AA: Even terms like "husband" and "wife" can't be taken for granted, not when some would prefer the gender-neutral "spouse," or when talking about two men or two women. Currently no state recognizes same-sex marriage, although Vermont offers homosexuals the legal benefits, through what is called a civil union.
RS: Things could change. Last month the highest court in Massachusetts gave the legislature until May to permit same-sex marriage. Barbara Dafoe Whitehead says all these trends in American society have led to two major changes in the language.
WHITEHEAD: "One is that it has been significantly de-gendered. That is, the language has become more gender-neutral. And secondly, the language has become more morally neutral. So that we tend to now use the language of the social sciences, economics or sociology, rather than religion, to talk about marriage and courtship. So, yes, 'courtship' has fallen into disuse. It has a distinctly old-fashioned air. I think 'betrothal' is another word that we don't hear very often.
"'Engagement' has become, I think, it's still common and popular, but it isn't as big a benchmark event, and therefore it doesn't crop up so much in our language as it did perhaps two-and-a-half or three decades ago."
AA: "What else could people say?"
WHITEHEAD: "People who are planning to get married are very often living together, so they've established the custom of referring to each other as 'my partner,' 'my significant other,' 'my girlfriend' or 'boyfriend.' Interestingly, we also have a neologism called 'starter marriage' that refers to marriages that begin and end very quickly."
RS: "Now, you refer to 'gender-neutral' and 'morally-neutral.' What do you mean by morally-neutral?"

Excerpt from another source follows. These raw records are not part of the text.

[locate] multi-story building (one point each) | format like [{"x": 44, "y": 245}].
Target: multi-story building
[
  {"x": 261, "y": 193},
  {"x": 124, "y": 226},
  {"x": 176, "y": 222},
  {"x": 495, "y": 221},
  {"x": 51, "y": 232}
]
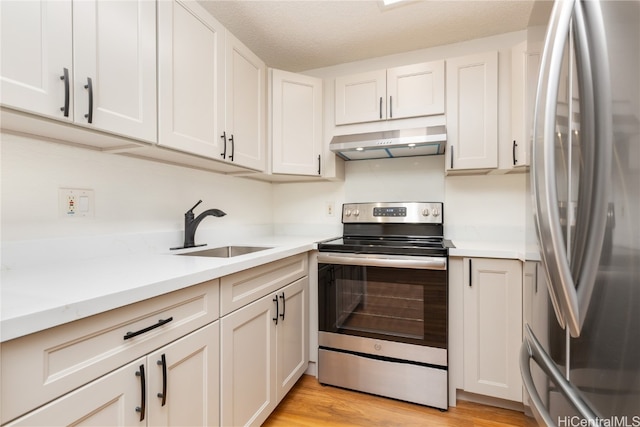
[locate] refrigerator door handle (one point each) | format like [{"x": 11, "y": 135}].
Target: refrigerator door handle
[
  {"x": 531, "y": 349},
  {"x": 542, "y": 171}
]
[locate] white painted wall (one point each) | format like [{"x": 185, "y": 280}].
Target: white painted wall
[{"x": 139, "y": 205}]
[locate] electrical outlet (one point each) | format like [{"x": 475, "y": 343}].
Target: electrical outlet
[
  {"x": 76, "y": 203},
  {"x": 329, "y": 208}
]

WHITEHEAD: "Well, one example is that of course people who live together, we used to say 'they're shacking up.' And there was definitely moral criticism. Now, of course, it's very neutral. It's 'living together' or even more social scientific, 'cohabitation.'"

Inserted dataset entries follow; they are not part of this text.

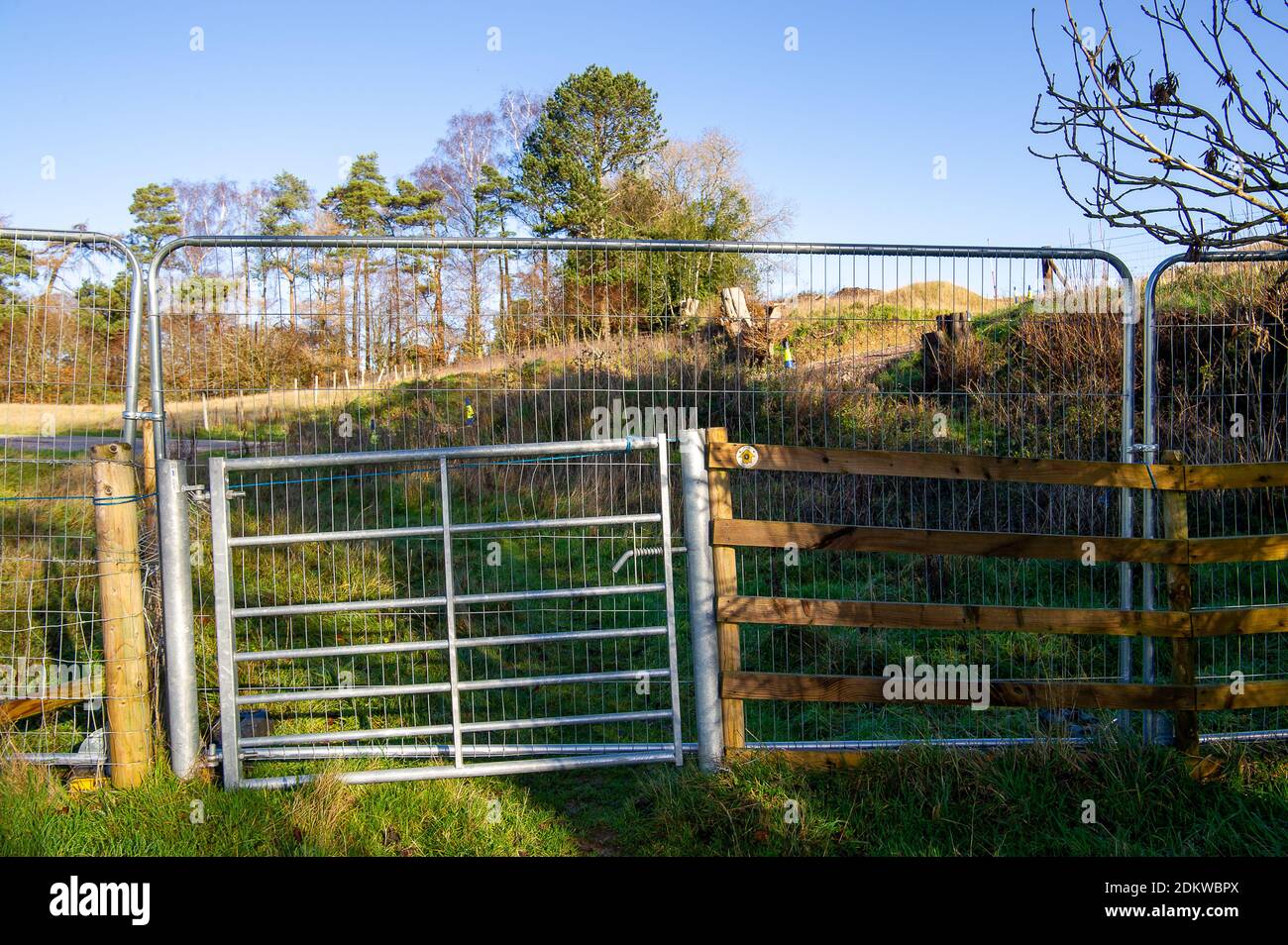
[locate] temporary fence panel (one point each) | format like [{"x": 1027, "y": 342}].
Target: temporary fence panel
[
  {"x": 415, "y": 606},
  {"x": 1215, "y": 348},
  {"x": 274, "y": 347},
  {"x": 69, "y": 322}
]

RS: "It sounds like, you know, you're raising mice or something."
WHITEHEAD: "Well, exactly. One thing that's interesting to me is the degree to which the words 'love,' 'romance,' 'my one and only' have been leeched out of the whole vocabulary that surrounds courtship and marriage. It's more practical and more highly rationalized, so that some of the -- along with the moral content, the religious and spiritual and, you know, the 'soul mate' notion has also been leeched out of the language. It is very much down-to-earth and close to the language of the business world."
AA: "And you might end up with a 'trophy wife,' right?"

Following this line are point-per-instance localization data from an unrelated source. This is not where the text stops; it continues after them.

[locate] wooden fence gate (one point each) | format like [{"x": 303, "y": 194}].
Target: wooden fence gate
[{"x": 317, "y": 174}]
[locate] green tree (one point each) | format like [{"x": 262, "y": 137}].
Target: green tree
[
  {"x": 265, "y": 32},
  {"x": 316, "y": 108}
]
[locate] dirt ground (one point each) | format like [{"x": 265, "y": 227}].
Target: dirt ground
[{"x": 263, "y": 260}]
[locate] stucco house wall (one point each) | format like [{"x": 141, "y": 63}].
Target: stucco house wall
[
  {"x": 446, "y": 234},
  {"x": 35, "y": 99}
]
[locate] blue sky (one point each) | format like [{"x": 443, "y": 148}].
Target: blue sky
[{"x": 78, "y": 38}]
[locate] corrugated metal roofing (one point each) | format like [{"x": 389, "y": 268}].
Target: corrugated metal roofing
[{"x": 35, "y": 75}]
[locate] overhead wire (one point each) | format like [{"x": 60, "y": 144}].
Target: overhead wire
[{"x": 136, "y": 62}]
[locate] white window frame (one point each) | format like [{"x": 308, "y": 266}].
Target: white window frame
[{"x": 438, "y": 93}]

WHITEHEAD: "Oh, that's another good one. I forgot about that. A trophy wife is the, usually, second marriage by a powerful, older man to a young, beautiful, fertile woman. And the implication is the first wife has been worn out or used up, or simply doesn't reflect the social aspirations of the powerful man."
RS: That was Barbara Dayfoe Whitehead at the National Marriage Project at Rutgers University.
AA: So then there are practical issues. Like what should an unmarried couple who live together call each other?
RS: In the case of same-sex couples, the options are even more limited. Kitt Cherry is an author, poet and retired journalist in Los Angeles. She says that when she refers to her "partner," a lot of people think she means her business partner.
AA: They've tried saying "spouse." But that, she says, sounds too formal -- yet "partner" sound too neutral. And the problem isn't just here.
RS: Kitt Cherry has written about language in Japan. She checked back with one of her sources to see how the Japanese deal with this.
CHERRY: "And she said because it's so hard to find a word for a partner, out of the Japanese language, for same-sex couples or unmarried couples, that they borrowed the English word and just say it with a Japanese accent."
AA: Mizz Cherry's most recent book is called "Equal Rites," r-i-t-e-s. It's a collection of same-sex commitment ceremonies, the kind she herself used to lead as a minister.
CHERRY: "You know in the standard marriage ceremony they say 'I now pronounce you man and wife' or 'husband and wife.' And I thought I would let you know how we -- some other beautiful ways people said that for same-sex couples. 'I announce to you that they are life partners in the name of God beyond us, God within us and God between us.' Or here's another one: 'By the power of God's love, embodied in your covenant, you are joined one to another.'"
RS: One final point: The debate over same-sex marriage may end up an issue in next year's presidential election. Opponents are seeking a constitutional amendment to define marriage as a union of a man and a woman.